Saturday, January 3, 2009

I met Christ again today; He suffers still

Downtown Nashville was teeming with people today along Second Street and Broadway as people from Maine to Kentucky to Indiana and Eastern Kentucky University women's basketball program were having one last take of holiday happenings and Music City merriment before returning home.

But Christ was not there.

He was on a much lonelier and deserted downtown street where hope seemed as absent as simply human kindness.

So I was blessed to come across our Lord, this time in the form a 6-2, slender black man who had just gotten out of jail and was homeless. He dared not go around all the people on Second and Broadway lest He be crucified again with their stares and frowns and police intent on rousting him.

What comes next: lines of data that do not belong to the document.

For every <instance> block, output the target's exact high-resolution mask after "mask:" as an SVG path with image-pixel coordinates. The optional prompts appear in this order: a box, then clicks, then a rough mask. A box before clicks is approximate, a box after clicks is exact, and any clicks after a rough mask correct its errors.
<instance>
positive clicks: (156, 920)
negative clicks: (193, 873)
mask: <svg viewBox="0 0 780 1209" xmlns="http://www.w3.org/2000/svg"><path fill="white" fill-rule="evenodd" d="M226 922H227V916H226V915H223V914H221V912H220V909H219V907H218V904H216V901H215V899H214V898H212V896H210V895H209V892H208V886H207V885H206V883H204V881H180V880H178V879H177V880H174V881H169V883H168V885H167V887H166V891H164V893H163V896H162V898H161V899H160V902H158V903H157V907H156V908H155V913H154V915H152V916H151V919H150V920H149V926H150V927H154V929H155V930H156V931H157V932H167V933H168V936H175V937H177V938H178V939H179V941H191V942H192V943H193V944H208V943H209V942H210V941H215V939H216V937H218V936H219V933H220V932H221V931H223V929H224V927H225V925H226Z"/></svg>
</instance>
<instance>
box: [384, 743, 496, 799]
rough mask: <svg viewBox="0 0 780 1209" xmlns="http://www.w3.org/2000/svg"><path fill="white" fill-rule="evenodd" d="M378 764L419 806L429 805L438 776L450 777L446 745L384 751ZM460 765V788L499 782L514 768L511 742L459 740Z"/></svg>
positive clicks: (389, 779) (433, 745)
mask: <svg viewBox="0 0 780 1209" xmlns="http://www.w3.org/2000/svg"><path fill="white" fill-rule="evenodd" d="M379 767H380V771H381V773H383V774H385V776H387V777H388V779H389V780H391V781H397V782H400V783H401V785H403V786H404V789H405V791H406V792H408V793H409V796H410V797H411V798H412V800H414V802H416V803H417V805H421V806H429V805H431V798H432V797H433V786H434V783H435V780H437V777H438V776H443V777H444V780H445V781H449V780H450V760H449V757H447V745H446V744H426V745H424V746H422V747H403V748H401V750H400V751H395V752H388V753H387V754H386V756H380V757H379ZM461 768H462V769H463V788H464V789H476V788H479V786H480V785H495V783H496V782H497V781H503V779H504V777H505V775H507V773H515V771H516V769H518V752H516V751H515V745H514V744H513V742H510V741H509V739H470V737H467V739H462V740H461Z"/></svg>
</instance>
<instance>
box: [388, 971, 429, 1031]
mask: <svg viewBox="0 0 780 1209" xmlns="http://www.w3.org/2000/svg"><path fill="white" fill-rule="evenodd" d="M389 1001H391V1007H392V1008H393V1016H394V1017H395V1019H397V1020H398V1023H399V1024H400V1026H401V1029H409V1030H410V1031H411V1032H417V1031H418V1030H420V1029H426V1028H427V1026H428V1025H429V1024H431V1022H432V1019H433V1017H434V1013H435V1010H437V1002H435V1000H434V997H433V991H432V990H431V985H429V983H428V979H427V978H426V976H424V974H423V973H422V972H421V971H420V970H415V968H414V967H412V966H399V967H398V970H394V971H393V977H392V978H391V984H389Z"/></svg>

Christ did not want to ask for help, but it he hurt so badly from the beating he had received from life that He was forced in a soft voice to ask me for a couple of dollars. I gave him 10. That still was not quite the seven-fold that His Father has chosen to restore me from my leukemia and the taking away of my job by The Tennessean.

Jesus could have then rushed off, like the homeless woman whom I gave $20 yesterday near WKRN. She needed help paying for bus fare back home.

But our savior needed to talk about his crucifixion -- not to solicit pity but to see if there was a way for him to be resurrected ... with a job. So we sat on a marble step, and I listened to the Gospels being relived before me.

I praised Jesus for his courage as He talked about losing his wife from a heart attack in October and the horrors of imprisonment. "Yes," He said, "I have made mistakes ... ."

But then I had the arrogance to cut our Lord off before He could say more.

"Lord," I told him, "You have paid the price for those choices. God has not forsaken you, and neither will I. I have not experienced your suffering, but I won't let you down. I will get you a job. I know a lot of people who also recognize and love you."

I gave Him my phone number, a hug and a promise to have a job for him by 10 a.m. tomorrow.

And I now have that job waiting for him -- with only one phone call.

Yes, I am an influential person with contacts and a lot of money of my own. I could employ my Lord and pay him full wages and benefits, but I have no house that he could work on or company that builds things.

But I have found hope for him, and tomorrow I'll take him to people who also believe in him. Maybe we'll get him some new clothes, a good meal and a safer place to stay. Then we'll start the journey with our Lord away from Calvary and toward his next resurrection.

That is how God's work must be done -- person by person -- particularly since those people represent Christ among us.